Le soir, autour de Jean-Marc Adolphe, rédacteur en chef de la revue « Mouvement », des discussions visionnairement intitulées « A demain » servaient d’exutoire instructif où étaient invités des théâtreux et des hommes politiques. De prises de becs en prises de position, l’échange avait au moins le mérite d’être proposé. Certains se lamentant de l’absence de visionnaires, d’autres (Jacques Ralite, sénateur PC invitant aux « Etats généraux de la culture »), soucieux de fustiger le culte de la différence qui devient indifférente aux autres différences, mettant l’accent sur la nécessité d’établir un dialogue : ce dernier souhait était d’autant plus opportun que les débats semblaient malheureusement tourner aux monologues peu efficaces.
Beaucoup d’idées circulent. Pour ne pas faire que du vent (puisse ce vent nous mener dans la bonne direction) l’intérêt est de prendre assez de hauteur (autant de hauteur dirons-nous que puissent nous permettre nos pieds sur terre) pour appréhender le problème de l’intermittence autrement que par la seule visée corporatiste de défense de métiers très divers (qui sont déjà une réponse à ce soi-disant corporatisme).

Dans cette optique, le travail des précaires associés de Paris (PAP) semble fondamental. En plébiscitant un élargissement du régime de l’intermittence à d’autres catégories professionnelles, les Pap mettent le doigt sur le véritable intérêt et sur l’esprit novateur de l’intermittence.

Revenant sur la « sécurité » très à la mode sarkozyenne, le PAP écrivent le 3/07/03 :
" La sécurité a une fonction progressive et émancipatrice lorsqu’elle définissait une politique de couverture des risques sociaux des ouvriers et des prolétaires dans la production et dans la vie. Aux changements des risques (précarité, chômage, flexibilité, pauvreté) que la nouvelle organisation de la production capitaliste impose, n’a pas suivi une politique de couverture sociale adéquate. On est encore dans une logique selon laquelle la couverture sociale est indexée au travail (malgré l’extension de la couverture maladie) ou plus précisément à l’emploi. Il est clair que tous ceux qui n’ont pas droit à la sécurité sociale ont droit à la police. »

Le discours des PAP est peut-être militant. Il est surtout courageux parce qu’il va loin en ce qu’il bouleverse l’ordre habituel des choses et propose des alternatives innovantes. Tel n’est pas le cas des partis politiques de la gauche traditionnelle (fausse gauche ?).
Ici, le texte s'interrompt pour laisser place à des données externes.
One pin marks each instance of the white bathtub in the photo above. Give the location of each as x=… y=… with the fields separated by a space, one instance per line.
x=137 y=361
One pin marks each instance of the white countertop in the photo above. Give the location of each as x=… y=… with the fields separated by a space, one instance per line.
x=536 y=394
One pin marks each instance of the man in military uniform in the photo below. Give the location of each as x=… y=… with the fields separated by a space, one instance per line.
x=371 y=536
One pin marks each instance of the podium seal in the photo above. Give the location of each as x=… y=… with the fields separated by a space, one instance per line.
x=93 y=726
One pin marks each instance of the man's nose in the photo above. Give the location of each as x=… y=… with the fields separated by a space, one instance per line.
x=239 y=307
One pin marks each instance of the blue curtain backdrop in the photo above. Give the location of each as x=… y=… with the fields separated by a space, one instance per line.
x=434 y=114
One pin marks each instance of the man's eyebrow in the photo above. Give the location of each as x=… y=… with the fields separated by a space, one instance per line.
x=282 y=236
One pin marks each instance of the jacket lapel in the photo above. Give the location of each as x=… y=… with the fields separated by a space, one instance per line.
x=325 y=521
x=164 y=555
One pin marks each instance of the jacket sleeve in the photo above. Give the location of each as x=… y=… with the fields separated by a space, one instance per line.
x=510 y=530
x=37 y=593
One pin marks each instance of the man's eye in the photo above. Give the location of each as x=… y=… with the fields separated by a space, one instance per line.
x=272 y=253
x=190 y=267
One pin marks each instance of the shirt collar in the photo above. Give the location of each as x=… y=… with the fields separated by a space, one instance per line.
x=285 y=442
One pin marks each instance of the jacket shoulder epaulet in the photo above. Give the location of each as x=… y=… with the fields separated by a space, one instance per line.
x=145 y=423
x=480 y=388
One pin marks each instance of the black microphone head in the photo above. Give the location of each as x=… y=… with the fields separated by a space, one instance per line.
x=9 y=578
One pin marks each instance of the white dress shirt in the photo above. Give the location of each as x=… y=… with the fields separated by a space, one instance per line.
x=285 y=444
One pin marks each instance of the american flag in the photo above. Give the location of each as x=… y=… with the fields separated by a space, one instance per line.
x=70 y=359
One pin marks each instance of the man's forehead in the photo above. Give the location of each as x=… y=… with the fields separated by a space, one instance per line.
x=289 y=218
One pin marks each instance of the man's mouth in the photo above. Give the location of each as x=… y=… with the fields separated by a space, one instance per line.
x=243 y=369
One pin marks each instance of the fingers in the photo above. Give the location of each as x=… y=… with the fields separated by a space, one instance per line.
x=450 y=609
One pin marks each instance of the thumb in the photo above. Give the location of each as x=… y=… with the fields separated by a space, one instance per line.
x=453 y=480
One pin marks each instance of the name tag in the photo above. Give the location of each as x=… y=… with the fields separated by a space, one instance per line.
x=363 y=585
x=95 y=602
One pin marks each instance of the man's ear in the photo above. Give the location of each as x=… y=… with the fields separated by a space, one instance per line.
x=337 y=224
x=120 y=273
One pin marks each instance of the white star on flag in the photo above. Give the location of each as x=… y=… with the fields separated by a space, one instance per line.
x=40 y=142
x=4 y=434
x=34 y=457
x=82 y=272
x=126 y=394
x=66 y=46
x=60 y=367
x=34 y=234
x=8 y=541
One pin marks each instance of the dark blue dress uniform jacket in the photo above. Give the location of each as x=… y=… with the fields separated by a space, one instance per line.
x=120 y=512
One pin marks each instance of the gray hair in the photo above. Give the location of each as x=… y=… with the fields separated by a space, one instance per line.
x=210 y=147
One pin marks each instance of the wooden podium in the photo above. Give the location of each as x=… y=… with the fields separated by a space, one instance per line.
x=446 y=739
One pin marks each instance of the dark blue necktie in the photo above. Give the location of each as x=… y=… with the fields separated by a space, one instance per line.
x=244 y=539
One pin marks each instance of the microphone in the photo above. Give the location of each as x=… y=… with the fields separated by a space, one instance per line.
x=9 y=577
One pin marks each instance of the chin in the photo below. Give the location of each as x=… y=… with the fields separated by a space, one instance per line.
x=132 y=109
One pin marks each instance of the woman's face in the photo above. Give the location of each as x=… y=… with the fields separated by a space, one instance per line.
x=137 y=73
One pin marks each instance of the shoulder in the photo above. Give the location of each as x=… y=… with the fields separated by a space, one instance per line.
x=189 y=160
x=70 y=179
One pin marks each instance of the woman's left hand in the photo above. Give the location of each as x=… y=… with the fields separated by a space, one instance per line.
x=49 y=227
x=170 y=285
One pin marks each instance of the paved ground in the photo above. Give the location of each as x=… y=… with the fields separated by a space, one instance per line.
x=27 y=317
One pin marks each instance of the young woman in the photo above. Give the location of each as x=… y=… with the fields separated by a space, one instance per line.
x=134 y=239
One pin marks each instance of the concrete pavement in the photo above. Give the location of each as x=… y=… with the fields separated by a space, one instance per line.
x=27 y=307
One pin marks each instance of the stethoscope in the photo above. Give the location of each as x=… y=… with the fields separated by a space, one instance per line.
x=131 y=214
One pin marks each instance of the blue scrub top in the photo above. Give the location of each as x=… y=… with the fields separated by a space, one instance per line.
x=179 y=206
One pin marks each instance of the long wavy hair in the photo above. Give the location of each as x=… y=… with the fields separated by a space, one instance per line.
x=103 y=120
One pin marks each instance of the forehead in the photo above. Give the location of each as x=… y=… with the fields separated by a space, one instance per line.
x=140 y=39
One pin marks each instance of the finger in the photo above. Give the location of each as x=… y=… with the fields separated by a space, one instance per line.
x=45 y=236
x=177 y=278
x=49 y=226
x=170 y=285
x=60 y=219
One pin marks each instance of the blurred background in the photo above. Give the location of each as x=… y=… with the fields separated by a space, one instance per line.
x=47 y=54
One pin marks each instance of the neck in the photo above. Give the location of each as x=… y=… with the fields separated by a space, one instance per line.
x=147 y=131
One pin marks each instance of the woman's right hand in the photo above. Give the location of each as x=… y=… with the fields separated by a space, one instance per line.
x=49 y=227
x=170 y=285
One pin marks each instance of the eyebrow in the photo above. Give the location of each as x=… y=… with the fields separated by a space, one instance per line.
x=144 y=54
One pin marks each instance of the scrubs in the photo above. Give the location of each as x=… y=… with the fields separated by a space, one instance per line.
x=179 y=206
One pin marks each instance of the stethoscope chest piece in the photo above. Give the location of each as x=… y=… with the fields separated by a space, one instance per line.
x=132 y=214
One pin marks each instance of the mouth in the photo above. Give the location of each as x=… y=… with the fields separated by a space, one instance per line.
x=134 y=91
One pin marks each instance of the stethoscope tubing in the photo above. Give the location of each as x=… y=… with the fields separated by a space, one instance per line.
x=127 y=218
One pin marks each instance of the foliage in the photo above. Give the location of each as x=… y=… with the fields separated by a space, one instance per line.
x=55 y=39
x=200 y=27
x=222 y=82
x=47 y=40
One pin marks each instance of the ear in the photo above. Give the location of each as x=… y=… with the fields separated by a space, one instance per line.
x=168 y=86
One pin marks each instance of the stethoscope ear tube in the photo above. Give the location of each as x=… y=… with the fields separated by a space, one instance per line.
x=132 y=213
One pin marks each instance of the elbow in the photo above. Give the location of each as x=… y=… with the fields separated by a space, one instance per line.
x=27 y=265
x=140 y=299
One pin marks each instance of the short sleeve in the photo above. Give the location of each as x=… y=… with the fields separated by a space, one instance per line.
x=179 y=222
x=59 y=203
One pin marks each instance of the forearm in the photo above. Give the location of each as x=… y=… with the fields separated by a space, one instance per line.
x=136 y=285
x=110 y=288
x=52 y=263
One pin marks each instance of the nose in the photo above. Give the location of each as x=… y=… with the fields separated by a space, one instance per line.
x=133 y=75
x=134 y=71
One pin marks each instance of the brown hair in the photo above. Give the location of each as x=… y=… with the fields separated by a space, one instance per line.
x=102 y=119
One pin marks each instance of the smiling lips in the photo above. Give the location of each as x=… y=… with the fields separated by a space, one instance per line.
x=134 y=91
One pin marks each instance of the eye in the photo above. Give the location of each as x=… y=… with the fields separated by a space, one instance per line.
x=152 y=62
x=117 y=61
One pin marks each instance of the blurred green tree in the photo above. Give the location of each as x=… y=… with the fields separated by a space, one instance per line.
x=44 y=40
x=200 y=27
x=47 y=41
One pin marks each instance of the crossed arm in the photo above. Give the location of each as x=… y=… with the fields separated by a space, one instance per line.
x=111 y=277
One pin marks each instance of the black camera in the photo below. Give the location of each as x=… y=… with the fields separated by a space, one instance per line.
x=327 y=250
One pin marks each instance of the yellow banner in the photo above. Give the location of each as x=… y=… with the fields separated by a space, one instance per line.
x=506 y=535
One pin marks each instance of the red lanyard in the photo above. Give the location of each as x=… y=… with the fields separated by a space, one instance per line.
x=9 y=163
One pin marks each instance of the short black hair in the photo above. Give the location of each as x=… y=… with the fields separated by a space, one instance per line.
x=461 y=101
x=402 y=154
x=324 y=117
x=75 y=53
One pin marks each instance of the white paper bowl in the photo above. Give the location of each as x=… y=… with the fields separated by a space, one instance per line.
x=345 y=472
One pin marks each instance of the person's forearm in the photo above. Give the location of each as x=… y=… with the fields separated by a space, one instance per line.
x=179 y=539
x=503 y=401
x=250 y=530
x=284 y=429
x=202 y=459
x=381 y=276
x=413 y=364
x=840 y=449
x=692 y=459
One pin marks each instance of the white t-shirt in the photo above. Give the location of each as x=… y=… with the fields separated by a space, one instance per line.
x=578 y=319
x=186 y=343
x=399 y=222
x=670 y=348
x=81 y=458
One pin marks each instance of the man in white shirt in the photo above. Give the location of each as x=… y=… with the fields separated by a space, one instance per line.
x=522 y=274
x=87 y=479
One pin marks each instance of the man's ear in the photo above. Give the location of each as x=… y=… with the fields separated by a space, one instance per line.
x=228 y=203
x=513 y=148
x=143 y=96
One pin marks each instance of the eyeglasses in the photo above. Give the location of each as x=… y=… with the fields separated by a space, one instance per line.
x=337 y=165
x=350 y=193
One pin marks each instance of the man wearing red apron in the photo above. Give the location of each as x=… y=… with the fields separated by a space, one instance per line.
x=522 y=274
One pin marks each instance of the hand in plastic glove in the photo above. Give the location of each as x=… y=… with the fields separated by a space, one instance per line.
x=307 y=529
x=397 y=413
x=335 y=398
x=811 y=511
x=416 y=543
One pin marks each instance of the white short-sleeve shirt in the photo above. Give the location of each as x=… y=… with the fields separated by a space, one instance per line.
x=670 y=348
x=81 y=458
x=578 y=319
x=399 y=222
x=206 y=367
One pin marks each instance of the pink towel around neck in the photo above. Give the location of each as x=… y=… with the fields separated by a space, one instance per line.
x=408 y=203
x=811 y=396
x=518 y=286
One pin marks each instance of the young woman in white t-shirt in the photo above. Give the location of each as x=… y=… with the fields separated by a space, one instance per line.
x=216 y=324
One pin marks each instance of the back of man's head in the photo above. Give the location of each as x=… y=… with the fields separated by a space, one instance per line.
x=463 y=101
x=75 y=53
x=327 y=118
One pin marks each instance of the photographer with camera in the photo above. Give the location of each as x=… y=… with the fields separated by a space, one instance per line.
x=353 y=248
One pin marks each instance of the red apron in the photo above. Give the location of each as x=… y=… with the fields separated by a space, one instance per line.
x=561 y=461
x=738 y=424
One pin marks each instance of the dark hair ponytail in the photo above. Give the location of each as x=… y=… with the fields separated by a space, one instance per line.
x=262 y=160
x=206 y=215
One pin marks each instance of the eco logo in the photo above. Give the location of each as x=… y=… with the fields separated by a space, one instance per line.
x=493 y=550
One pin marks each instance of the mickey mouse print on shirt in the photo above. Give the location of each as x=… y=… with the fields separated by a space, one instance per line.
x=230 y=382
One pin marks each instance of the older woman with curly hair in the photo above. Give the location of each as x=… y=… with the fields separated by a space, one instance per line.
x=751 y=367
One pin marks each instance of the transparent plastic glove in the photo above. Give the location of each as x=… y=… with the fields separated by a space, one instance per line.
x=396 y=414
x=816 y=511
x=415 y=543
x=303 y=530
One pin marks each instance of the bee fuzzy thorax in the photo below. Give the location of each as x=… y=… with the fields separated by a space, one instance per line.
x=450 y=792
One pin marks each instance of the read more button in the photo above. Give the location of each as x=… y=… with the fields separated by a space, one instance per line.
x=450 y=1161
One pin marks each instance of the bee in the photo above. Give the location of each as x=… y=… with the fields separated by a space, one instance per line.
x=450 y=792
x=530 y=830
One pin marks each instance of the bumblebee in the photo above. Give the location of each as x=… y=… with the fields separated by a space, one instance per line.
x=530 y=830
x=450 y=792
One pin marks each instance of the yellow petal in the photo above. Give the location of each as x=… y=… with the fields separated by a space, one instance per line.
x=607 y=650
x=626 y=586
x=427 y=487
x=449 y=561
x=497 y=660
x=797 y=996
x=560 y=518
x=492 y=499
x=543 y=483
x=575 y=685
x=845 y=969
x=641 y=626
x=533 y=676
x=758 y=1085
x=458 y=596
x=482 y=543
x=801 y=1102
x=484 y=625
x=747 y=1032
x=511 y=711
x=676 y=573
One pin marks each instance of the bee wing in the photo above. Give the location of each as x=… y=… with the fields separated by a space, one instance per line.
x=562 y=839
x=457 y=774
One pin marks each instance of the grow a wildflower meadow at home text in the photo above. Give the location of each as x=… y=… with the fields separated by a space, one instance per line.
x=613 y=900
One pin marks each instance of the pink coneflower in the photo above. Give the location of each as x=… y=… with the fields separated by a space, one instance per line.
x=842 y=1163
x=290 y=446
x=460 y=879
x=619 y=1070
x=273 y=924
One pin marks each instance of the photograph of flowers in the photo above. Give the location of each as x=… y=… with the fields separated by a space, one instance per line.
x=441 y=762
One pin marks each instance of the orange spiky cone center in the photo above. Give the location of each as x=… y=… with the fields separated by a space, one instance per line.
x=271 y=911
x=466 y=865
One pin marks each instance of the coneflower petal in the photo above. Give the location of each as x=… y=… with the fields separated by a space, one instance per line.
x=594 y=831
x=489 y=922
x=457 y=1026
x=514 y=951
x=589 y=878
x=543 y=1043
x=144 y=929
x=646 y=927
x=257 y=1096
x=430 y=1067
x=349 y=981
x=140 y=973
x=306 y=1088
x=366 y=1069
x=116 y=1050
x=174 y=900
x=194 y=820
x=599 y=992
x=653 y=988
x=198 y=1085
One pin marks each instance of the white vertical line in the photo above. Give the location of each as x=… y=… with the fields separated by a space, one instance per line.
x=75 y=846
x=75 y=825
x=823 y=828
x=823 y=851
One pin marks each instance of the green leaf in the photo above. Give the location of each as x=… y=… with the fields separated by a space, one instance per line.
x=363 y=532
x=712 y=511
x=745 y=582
La FNESER (fédération nationale des élus socialistes et républicains) tient annuellement des réunions professionnelles à Avignon depuis plus de 20 ans.
De grands discours auxquels on ne peut plus croire. Le PS semble vraiment amnésique et n’a toujours pas pris la mesure de l’événement. Faute d’engagements valides, il nous semble prendre le risque de se retrouver dans la même position qu’en 2002, lors des prochaines échéances électorales, dépassé à gauche par des courants plus revendicatifs et à droite par des figures « sécuritaires » rassurantes.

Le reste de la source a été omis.